There is an accepted wisdom in the industry that “data and features determine the upper limit of machine learning projects, and algorithms just get as close to that limit as possible.” In actual combat, feature engineering takes more than half of the time, which is a very important part. Missing value processing, outlier processing, data standardization, imbalance and other problems should be at your disposal. In this article, we will discuss an easily overlooked pitfall: data consistency.
It is well known that most machine learning algorithms assume that the training data sample and the test sample of the location come from the same distribution. If the distribution of test data is inconsistent with the training data, the effect of the model will be affected.
In some machine learning-related competitions, some features of a given training set and test set may themselves be inconsistently distributed. In practice, with the development of business, the distribution of training samples will also change, resulting in the lack of model generalization ability.
Here are some methods to check the consistency of feature distribution between training set and test set:
KDE (kernel density estimation) distribution map
Kernel density Estimation is used to estimate the unknown density function in probability theory. It is one of the non-parametric test methods. The distribution characteristics of data samples can be intuitively seen through the kernel density estimation graph.

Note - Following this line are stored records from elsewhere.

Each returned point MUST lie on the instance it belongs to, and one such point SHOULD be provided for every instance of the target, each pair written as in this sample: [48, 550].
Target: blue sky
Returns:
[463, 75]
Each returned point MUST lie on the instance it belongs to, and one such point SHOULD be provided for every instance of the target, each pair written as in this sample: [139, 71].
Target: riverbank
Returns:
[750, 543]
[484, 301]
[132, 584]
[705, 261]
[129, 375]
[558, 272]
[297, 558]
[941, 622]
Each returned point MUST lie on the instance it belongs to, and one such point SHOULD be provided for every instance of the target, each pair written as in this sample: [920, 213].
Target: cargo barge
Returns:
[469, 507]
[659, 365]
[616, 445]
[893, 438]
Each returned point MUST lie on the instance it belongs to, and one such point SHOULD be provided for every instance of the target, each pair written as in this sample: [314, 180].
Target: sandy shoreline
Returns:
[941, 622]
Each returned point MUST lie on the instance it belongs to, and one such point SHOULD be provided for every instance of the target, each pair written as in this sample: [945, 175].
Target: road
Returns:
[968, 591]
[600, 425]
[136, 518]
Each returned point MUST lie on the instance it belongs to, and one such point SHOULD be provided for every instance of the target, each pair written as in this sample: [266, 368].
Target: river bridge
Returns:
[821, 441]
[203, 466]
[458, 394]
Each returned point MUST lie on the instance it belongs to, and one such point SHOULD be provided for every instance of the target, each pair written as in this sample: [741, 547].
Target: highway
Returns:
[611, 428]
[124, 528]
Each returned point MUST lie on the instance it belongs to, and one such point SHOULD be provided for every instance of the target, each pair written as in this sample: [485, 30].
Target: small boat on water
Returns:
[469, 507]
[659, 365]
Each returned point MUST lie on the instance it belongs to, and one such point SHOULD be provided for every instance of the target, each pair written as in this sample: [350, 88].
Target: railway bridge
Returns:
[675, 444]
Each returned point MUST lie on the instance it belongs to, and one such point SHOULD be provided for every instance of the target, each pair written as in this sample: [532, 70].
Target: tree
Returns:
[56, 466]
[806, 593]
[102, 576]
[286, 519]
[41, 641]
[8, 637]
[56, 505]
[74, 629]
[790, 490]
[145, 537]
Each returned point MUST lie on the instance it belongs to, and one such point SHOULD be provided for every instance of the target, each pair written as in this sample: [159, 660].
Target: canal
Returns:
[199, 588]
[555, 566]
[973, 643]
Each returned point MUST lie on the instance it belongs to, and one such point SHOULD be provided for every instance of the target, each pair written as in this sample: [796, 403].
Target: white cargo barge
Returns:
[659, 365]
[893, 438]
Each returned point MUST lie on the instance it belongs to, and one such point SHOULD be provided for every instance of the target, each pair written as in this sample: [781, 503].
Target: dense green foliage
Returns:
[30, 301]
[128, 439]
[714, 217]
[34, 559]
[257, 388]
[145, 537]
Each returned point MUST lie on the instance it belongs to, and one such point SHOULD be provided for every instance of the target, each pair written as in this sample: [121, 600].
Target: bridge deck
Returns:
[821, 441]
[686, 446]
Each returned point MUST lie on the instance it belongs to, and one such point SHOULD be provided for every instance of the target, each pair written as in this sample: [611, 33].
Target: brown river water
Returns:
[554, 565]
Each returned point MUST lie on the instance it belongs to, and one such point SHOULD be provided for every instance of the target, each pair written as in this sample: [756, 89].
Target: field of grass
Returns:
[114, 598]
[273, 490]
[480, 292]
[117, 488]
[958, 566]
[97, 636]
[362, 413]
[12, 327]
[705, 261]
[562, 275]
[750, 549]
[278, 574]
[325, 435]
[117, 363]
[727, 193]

Kdeplot in Seaborn can be used for kernel density estimation and visualization for univariate and bivariate variables.
Look at a small example:
import pandas as pd import seaborn as sns import matplotlib.pyplot as plt train_set=pd.read_csv(r'D:\... \train_set.csv') test_set=pd.read_csv(r'D:\... \test_set.csv') plt.figure(figsize=(12,9)) ax1 = sns.kdeplot(train_set.balance,label='train_set') ax2 = sns.kdeplot(test_set.balance,label='test_set')Copy the code
KS test (Kolmogorov-Smirnov)
The KS test is based on the cumulative distribution function and is used to test whether a distribution conforms to a theoretical distribution or to compare whether two empirical distributions are significantly different. The two-sample K-S test is one of the most useful and commonly used nonparametric methods for comparing two samples because it is sensitive to the differences in position and shape parameters of the empirical distribution function between two samples.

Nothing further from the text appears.